Il y a sept péchés capitaux, sacrements et vertus catholiques : trois théologales, foi, espérance, charité et quatre cardinaux, justice, tempérance, prudence, force.

Il existe sept arts libéraux.

Sept est le nombre bouddhique de complétude.

Sept flammes entourent la divinité pré-védique Agni, dieu du feu qui incarne les forces de la lumière, fils du ciel et de la terre.

Sept sont les chakras.

Il y a sept notes comme représentation de la musique qui, en réglant le chaos, crée l’Harmonie dans l’univers.

Sept sont les merveilles du monde ancien et moderne.

Sept sont les lettres adressées aux Églises respectives par Jean dans l’ Apocalypse .

Il y a sept nuances de l’arc-en-ciel, ou les couleurs primaires du spectre identifiées par Newton, qui s’appuyait sur des théories philosophiques sophistiques.

Le nombre sept servait à indiquer le saut vers le supérieur, ce qui va au-delà, vu la large diffusion dans le monde assyro-mésopotamien de la base soixante, sept est le premier nombre pour lequel la base de ce système ne peut être divisée en parties exactes de numérotation que, à ce jour, nous utilisons pour la détection des mesures de temps et d’angle.

Sept représente l’expression privilégiée de la médiation entre l’humain et le divin, comme la somme de trois, la trinité divine, plus quatre, les éléments qui composent le monde.

Les concepts liés à la symbolique de l’échelle avec celle du nombre sept, peuvent prendre d’innombrables significations : l’échelle des vertus, des « arts libéraux » et des planètes dans les mystères mithriaques.

Dans le contexte maçonnique, l’escalier est le protagoniste du rite écossais, comme le rappelle Mariano Bizzarri dans « L’escalier mystérieux au degré XXX du rite écossais » .
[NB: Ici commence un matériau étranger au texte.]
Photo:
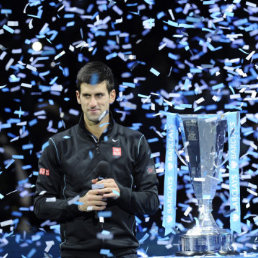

Dans la chambre de l’Aréopage, degré XXX du Rite Écossais, au centre du Temple, se trouve un double escalier, l’Escalier Mystérieux, composé de sept marches de chaque côté. Les ascendants portent les noms des sept arts libéraux ou, de bas en haut : Grammaire, Rhétorique, Logique, Arithmétique, Géométrie, Musique et Astronomie ; du côté descendant les marches conduisent de haut en bas les noms de Prudence, Engagement, Travail, Foi, Douceur, Pureté et Justice. L’inscription « amour du prochain » apparaît sur le premier pilier ; sur le deuxième « l’amour du Très Haut ».

La volonté de monter à un niveau supérieur reproduit la pierre angulaire même du maçon : l’amélioration n’est possible qu’en suivant le chemin vers la « lumière », une route « en montée », caractérisée par de petits pas en avant, en montée !

Frère Giuseppe Mazzini, dans ‘Du Conseil à Dieu’ , 1870, écrit :

Nous voyons dans les anges l’âme des justes qui ont vécu dans la Foi et sont morts dans l’Espérance. Dans l’ange gardien et inspirateur, l’âme de la créature qui nous a aimés très saintement et constamment, nous a aimés en retour sur terre, et a eu pour récompense la mission ou le pouvoir de veiller sur nous et de nous faire du bien : l’Escalier entre terre et le ciel, entrevu en rêve de Jacob, représente pour nous la double série ascendante et descendante de nos transformations sur le chemin de l’initiation à l’Idéal divin, et des influences bénéfiques exercées sur nous par les êtres chers qui nous précèdent sur ce chemin.

Je conclus en citant les paroles d’un autre Frère célèbre :

Pour faire le premier pas, vous n’avez pas besoin de voir tout l’escalier.